Beers, Philo
Born: 1793-07-16 Woodbury, Connecticut
Died: 1858-03-09 Springfield, Illinois
Flourished: 1830 to 1858 Sangamon County, Illinois
Philo Beers was a justice of the peace, state legislator, and farmer. Beers was sent to live with an elder brother at the age of fifteen, but disagreements between the siblings prompted Philo to run away. While traveling from place to place, he met Martha Stillman, who would become his wife. When the Stillman family moved to Sangamon County, Illinois, Beers followed, settling in Carlyle in Clinton County, Illinois. Beers married Martha Stillman on November 2, 1820 in Madison County, Illinois. Beers brought his bride to Carlyle, where he began a political career, becoming a justice of the peace and, after a period of service, winning election to the Illinois House of Representatives, serving in that body from November 1824 to January 1826. Prior to 1830, Beers moved to Sangamon County, settling three miles southwest of Williamsville, Illinois. Philo and Martha three children, two born in Carlyle and one born in Sangamon County. Joseph, their first born, died in infancy.
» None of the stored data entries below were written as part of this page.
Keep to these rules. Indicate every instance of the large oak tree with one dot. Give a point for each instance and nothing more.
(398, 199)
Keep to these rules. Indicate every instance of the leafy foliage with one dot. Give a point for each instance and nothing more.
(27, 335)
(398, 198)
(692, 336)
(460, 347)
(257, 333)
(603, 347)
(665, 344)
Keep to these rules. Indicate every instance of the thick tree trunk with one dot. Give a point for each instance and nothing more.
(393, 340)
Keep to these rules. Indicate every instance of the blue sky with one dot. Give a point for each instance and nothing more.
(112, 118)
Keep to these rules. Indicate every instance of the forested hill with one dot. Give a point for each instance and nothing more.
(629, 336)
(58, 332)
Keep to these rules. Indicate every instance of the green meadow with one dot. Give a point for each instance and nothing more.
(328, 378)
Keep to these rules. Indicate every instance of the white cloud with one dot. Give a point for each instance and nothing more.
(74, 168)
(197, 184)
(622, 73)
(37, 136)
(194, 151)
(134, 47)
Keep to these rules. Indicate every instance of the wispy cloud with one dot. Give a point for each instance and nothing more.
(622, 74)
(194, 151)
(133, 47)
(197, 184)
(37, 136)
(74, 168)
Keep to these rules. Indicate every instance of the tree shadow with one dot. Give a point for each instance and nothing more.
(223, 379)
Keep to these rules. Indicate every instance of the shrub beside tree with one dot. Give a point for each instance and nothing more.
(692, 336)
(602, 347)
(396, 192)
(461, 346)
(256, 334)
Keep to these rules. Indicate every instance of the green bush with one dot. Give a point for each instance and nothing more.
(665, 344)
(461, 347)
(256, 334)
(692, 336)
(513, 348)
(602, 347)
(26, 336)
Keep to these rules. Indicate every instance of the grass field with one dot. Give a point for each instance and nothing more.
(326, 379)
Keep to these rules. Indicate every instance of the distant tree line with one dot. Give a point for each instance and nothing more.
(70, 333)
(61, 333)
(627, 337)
In 1850, Beers was farming in Sangamon County.
Illinois Statewide Marriage Index, Madison County, 2 November 1820, Illinois State Archives, Springfield, IL; John Clayton, comp., The Illinois Fact Book and Historical Almanac 1673-1968 (Carbondale: Southern Illinois University Press, 1970), 199; U.S. Census Office, Fifth Census of the United States (1830), Sangamon County, IL, 184; U.S. Census Office, Sixth Census of the United States (1840), Sangamon County, IL, 12; U.S. Census Office, Seventh Census of the United States (1850), Sangamon County, IL, 194; John Carroll Power and S. A. Power, History of the Early Settlers of Sangamon County, Illinois (Springfield, IL: Edwin A. Wilson, 1876), 113; Daily Illinois State Journal (Springfield), 13 March 1858, 2:4.